Ji-Woong Yang1, Jinho Ahn1, Edward J. Brook2, and Yeongjun Ryu1 Ji-Woong Yang et al.
  • 1School of Earth and Environmental Sciences, Seoul National University, Seoul 08826, Republic of Korea
  • 2College of Earth, Ocean, and Atmospheric Sciences, Oregon State University, Corvallis, OR 97331, USA

Abstract. Understanding processes controlling the atmospheric methane (CH4) mixing ratio is crucial to predict and mitigate future climate changes in this gas. Despite recent detailed studies of the last  ∼  1000 to 2000 years, the mechanisms that control atmospheric CH4 still remain unclear, partly because the late Holocene CH4 budget may be comprised of both natural and anthropogenic emissions. In contrast, the early Holocene was a period when human influence was substantially smaller, allowing us to elucidate more clearly the natural controls under interglacial conditions more clearly. Here we present new high-resolution CH4 records from Siple Dome, Antarctica, covering from 11.6 to 7.7 thousands of years before 1950 AD (ka).

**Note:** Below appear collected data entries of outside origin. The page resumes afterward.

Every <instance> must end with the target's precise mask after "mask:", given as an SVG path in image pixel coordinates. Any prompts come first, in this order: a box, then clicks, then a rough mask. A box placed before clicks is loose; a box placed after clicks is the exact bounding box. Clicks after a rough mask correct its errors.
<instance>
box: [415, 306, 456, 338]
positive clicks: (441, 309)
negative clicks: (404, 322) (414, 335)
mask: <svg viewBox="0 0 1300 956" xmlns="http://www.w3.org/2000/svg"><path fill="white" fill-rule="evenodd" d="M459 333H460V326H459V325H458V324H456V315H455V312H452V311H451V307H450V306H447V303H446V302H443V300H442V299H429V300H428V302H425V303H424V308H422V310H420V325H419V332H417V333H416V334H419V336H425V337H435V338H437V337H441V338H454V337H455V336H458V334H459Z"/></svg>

We observe four local CH4 minima on a roughly 1000-year spacing, which correspond to cool periods in Greenland. We hypothesize that the cooling in Greenland forced the Intertropical Convergence Zone (ITCZ) to migrate southward, reducing rainfall in northern tropical wetlands. The inter-polar difference (IPD) of CH4 shows a gradual increase from the onset of the Holocene to  ∼  9.5 ka, which implies growth of boreal source strength following the climate warming in the northern extratropics during that period.

Short summary
The early Holocene climate is characterized as an interglacial boundary condition without substantial human influence. Here we present a high-resolution CH4 record covering the early Holocene. The results show that abrupt cooling in Greenland and southward migration of ITCZ were able to induce an ~20 ppb CH4 decrease on a millennial timescale. The inter-polar difference exhibits a gradual increase during the early Holocene, implying the strengthening of northern extratropical emission.